Ах, приберегите же ваши советы и опасения для тех женщин, которые свое сумасбродство выдают за чувство, у которых воображение столь необузданно, что начинаешь думать, будто природа поместила им чувства в голову. Никогда ни о чем не размышляя, они смешивают любовника и любовь, в безумном своем заблуждении воображают, будто лишь тот, с кем они искали наслаждения, и есть единственный, от кого оно может исходить, и как суеверные дикарки питают к жрецу благоговение и веру, которых достойно лишь само божество.
Опасайтесь также и за тех, более тщеславных, чем благоразумных, которые не умеют в случае необходимости мириться с тем, что их бросают.

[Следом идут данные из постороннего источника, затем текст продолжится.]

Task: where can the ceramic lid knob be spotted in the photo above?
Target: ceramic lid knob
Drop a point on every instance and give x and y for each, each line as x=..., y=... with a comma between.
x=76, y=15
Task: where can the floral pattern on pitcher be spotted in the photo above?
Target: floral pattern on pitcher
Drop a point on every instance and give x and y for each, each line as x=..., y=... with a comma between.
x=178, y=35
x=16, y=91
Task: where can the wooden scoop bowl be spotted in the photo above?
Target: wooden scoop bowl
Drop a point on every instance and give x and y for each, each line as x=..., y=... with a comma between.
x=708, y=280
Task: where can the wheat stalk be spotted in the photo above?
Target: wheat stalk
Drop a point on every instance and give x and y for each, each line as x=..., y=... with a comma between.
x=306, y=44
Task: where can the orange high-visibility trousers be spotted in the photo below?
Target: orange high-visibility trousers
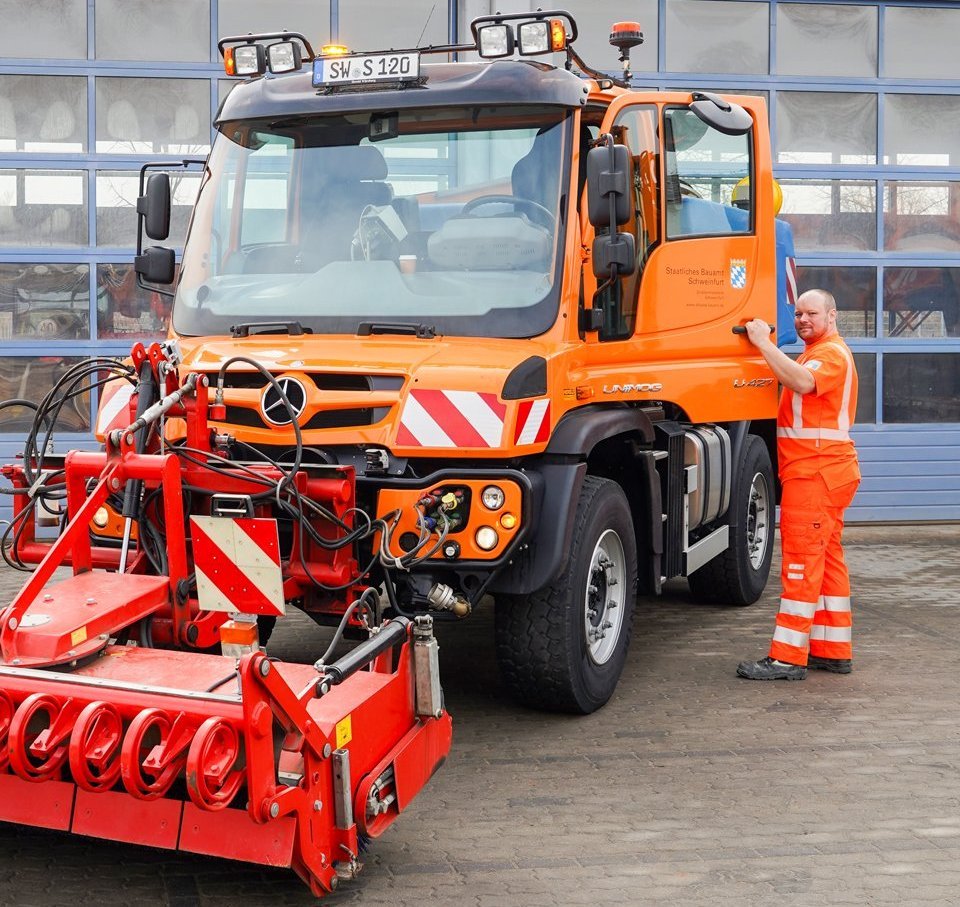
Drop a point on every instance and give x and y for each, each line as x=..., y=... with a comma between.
x=814, y=617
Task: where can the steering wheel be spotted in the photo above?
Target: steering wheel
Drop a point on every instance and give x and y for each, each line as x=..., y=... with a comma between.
x=528, y=206
x=689, y=189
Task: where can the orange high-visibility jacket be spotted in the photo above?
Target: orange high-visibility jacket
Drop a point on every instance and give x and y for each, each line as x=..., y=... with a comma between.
x=813, y=430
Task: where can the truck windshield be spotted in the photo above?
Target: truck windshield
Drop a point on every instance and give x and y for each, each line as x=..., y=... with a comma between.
x=450, y=218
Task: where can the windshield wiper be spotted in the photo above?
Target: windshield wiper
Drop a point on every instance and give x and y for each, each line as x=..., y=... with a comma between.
x=293, y=328
x=366, y=328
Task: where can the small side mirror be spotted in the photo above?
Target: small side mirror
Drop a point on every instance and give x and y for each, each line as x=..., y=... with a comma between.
x=620, y=249
x=608, y=183
x=155, y=265
x=155, y=206
x=722, y=115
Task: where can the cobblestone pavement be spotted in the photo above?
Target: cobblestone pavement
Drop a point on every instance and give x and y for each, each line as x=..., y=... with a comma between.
x=691, y=786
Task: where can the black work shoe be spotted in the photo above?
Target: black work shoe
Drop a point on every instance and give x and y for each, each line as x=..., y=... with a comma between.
x=770, y=669
x=836, y=665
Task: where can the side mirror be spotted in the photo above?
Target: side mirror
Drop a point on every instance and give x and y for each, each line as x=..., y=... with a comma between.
x=608, y=184
x=721, y=114
x=618, y=250
x=154, y=206
x=155, y=265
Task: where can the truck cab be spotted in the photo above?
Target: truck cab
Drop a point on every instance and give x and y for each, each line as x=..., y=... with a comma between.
x=500, y=297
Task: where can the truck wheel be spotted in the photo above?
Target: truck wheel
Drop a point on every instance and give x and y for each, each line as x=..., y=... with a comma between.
x=739, y=575
x=563, y=648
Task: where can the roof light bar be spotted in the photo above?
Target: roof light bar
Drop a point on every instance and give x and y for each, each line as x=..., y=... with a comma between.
x=250, y=55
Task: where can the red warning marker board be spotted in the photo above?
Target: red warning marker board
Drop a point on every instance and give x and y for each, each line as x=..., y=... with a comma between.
x=238, y=565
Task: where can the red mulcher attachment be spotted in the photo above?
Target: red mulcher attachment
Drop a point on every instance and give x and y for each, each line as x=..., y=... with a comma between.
x=233, y=755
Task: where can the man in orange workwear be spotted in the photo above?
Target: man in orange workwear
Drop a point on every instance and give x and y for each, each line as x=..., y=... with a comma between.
x=819, y=474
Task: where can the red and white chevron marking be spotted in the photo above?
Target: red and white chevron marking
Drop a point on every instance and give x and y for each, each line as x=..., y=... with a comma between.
x=791, y=280
x=533, y=422
x=114, y=409
x=433, y=418
x=237, y=564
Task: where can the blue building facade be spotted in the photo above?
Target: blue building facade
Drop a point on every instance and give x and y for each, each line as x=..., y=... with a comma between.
x=864, y=98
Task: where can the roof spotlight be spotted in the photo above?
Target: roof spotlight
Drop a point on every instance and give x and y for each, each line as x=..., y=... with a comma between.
x=495, y=41
x=284, y=57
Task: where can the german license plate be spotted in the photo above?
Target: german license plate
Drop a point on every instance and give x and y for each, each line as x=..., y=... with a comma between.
x=393, y=67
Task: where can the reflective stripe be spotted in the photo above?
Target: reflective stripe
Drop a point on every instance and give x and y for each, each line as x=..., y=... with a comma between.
x=830, y=634
x=843, y=417
x=814, y=434
x=835, y=602
x=791, y=637
x=797, y=609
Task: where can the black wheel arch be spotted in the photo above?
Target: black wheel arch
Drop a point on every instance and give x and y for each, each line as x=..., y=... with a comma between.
x=606, y=441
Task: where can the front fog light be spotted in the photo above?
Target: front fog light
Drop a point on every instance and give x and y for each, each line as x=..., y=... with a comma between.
x=486, y=538
x=492, y=497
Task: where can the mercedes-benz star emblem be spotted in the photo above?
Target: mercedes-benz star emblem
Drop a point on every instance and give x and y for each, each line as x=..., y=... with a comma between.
x=273, y=408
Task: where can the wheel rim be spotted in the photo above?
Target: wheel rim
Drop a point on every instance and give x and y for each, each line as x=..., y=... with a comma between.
x=605, y=598
x=758, y=520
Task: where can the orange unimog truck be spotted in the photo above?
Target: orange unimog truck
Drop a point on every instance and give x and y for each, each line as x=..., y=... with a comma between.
x=502, y=298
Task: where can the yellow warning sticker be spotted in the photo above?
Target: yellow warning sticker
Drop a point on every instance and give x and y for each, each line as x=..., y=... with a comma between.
x=344, y=732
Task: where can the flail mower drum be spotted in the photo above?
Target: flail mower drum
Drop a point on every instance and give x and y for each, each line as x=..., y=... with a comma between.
x=115, y=719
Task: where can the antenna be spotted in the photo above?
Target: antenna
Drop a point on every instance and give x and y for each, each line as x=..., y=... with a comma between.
x=425, y=24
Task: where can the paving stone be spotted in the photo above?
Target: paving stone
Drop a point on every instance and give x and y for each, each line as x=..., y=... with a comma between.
x=691, y=786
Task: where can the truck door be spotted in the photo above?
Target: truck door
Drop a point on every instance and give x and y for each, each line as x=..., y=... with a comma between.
x=704, y=264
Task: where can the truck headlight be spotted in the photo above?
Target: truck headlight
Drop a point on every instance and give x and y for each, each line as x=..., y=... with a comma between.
x=492, y=497
x=486, y=538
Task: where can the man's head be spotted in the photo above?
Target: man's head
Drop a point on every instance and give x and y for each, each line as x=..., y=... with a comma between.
x=816, y=315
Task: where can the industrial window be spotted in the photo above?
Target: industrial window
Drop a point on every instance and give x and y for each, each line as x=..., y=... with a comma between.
x=921, y=130
x=117, y=192
x=921, y=302
x=29, y=378
x=866, y=364
x=309, y=17
x=153, y=116
x=826, y=40
x=831, y=215
x=43, y=208
x=43, y=114
x=855, y=290
x=826, y=127
x=921, y=43
x=121, y=27
x=921, y=216
x=48, y=29
x=126, y=311
x=44, y=301
x=921, y=387
x=381, y=24
x=718, y=36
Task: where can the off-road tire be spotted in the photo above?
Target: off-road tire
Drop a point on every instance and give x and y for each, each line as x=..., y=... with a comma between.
x=546, y=660
x=739, y=575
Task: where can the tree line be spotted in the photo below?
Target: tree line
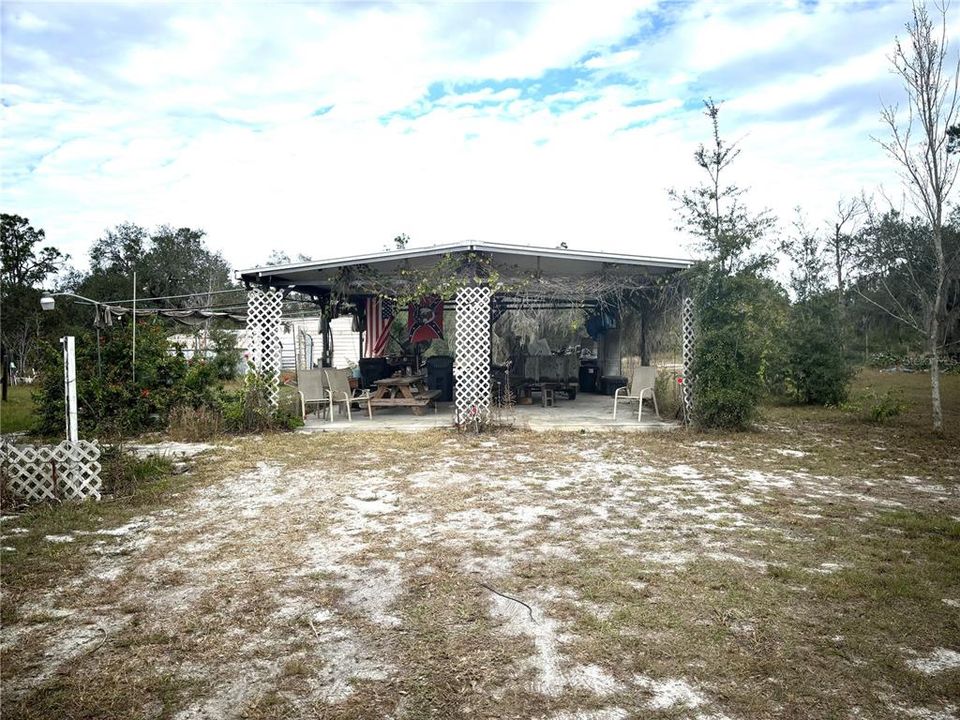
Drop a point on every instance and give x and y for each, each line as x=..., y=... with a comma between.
x=884, y=268
x=875, y=274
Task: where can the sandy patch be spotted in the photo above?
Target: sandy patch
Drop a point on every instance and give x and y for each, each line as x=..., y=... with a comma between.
x=940, y=660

Но особенно бойтесь за тех женщин, деятельных в своей праздности, которых вы именуете чувствительными и которыми любовь овладевает столь легко и с такой огромной силой. Они ощущают потребность заниматься любовью даже тогда, когда не наслаждаются ею, и, безудержно отдаваясь брожению своих мыслей, сочиняют под их воздействием нежные, но крайне пагубные письма, не страшась доверять эти доказательства своей слабости ее предмету. Со свойственной им неосторожностью они не способны предугадать в нынешнем любовнике завтрашнего врага.
Но у меня-то что общего с этими безрассудными женщинами? Видели ли вы когда-нибудь, чтобы я отступила от правил, которые себе предписала, чтобы я изменила своим принципам? Я говорю о принципах и говорю так вполне сознательно, ибо они не отдаются, как у других женщин, на волю случая, не приняты необдуманно, и я не следую им только по привычке. Они – плод глубоких размышлений: я создала их и могу сказать, что я – собственное свое творение.

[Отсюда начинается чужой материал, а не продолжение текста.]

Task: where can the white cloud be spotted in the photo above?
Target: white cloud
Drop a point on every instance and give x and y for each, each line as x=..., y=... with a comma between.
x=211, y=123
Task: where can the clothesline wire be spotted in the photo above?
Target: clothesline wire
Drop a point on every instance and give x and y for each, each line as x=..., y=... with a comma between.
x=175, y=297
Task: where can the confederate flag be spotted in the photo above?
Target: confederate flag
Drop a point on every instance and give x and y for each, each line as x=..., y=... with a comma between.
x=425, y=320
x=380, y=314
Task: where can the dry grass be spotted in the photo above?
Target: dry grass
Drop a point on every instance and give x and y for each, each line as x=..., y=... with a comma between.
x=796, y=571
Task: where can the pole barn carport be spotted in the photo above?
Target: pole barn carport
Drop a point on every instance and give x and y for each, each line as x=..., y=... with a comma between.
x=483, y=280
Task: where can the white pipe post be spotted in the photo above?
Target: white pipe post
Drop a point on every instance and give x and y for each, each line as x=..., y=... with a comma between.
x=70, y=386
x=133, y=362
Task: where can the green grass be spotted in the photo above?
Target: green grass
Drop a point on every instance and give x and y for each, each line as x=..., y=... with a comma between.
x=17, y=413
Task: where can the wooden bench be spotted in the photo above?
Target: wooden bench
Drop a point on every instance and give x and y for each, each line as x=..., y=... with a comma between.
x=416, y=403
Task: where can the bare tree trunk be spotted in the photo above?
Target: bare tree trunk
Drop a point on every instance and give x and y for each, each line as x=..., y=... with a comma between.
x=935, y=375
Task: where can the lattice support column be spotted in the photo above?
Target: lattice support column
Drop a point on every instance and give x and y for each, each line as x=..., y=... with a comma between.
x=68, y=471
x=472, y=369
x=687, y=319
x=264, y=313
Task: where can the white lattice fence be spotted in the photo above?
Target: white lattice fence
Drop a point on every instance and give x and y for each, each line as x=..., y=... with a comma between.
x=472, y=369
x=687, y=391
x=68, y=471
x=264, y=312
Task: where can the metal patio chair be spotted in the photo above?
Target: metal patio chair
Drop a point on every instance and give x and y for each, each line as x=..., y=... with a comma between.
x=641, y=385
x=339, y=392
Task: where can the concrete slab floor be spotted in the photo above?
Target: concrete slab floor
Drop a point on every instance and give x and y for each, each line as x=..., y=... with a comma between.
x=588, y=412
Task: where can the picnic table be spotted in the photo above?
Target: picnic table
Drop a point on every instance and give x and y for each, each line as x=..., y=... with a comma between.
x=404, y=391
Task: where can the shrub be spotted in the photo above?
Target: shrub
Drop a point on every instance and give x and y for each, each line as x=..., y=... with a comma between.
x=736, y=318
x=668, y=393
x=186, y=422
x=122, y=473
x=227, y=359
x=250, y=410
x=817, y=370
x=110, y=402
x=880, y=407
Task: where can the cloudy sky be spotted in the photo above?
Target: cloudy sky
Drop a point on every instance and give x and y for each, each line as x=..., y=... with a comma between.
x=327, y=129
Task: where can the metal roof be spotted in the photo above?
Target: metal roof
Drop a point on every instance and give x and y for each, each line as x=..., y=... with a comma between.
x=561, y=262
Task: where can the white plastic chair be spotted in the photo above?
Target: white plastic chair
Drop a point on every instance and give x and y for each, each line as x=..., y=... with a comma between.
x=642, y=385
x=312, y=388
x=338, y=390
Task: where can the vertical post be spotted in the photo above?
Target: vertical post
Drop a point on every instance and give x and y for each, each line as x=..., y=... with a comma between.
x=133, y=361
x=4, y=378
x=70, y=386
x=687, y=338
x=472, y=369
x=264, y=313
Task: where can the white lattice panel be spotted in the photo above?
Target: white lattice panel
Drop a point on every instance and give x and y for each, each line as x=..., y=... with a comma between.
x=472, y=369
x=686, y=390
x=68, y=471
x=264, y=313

Вступив в свет еще юной девушкой, по положению своему обреченной на молчаливое бездействие, я воспользовалась этим, чтобы наблюдать и думать. Меня считали ветреной и рассеянной, ибо, по правде сказать, я почти не слушала речей, с которыми ко мне наперебой обращались, зато старательно прислушивалась ко всему, что от меня желали утаить.

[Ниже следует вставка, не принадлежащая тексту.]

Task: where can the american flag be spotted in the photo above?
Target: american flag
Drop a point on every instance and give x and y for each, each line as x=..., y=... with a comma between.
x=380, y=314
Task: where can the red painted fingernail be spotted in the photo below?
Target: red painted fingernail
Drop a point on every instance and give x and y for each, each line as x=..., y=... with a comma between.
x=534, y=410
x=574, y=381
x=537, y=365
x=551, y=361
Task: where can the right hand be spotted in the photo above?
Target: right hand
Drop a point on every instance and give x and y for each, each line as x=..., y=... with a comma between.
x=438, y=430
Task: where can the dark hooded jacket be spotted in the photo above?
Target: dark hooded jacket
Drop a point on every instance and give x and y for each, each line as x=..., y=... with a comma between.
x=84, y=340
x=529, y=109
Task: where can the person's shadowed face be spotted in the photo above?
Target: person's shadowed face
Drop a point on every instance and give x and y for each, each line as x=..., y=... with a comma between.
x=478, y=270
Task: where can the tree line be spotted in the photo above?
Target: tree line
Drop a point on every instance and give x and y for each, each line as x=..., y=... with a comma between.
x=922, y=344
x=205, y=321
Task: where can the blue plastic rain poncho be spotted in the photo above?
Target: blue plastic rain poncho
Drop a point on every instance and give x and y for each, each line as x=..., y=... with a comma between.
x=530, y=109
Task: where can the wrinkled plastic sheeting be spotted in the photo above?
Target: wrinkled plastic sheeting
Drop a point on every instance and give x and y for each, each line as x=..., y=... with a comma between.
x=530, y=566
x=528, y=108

Это весьма плодотворное любопытство не только помогло мне узнать жизнь, но вдобавок научило и притворяться. Вынужденная часто скрывать от глаз окружающих, что именно привлекло мое внимание, я упражнялась в способности управлять собственными своими взорами и с тех пор научилась придавать своим глазам по желанию то рассеянное выражение, за которое вы меня так часто хвалили. Ободренная первым успехом, я постаралась подобным же образом подчинить своей воле все разнообразные выражения своего лица. Если мне было почему-нибудь грустно, я старалась принять безмятежный, даже веселый вид. Рвение мое зашло так далеко, что я даже причиняла себе нарочно боль, чтобы научиться изображать в этот миг удовольствие. Столь же тщательно, но с большим трудом училась я подавлять проявления неожиданной радости. Таким-то образом и приобрела я над своим лицом ту власть, которая вас, видимо, порою так сильно изумляла.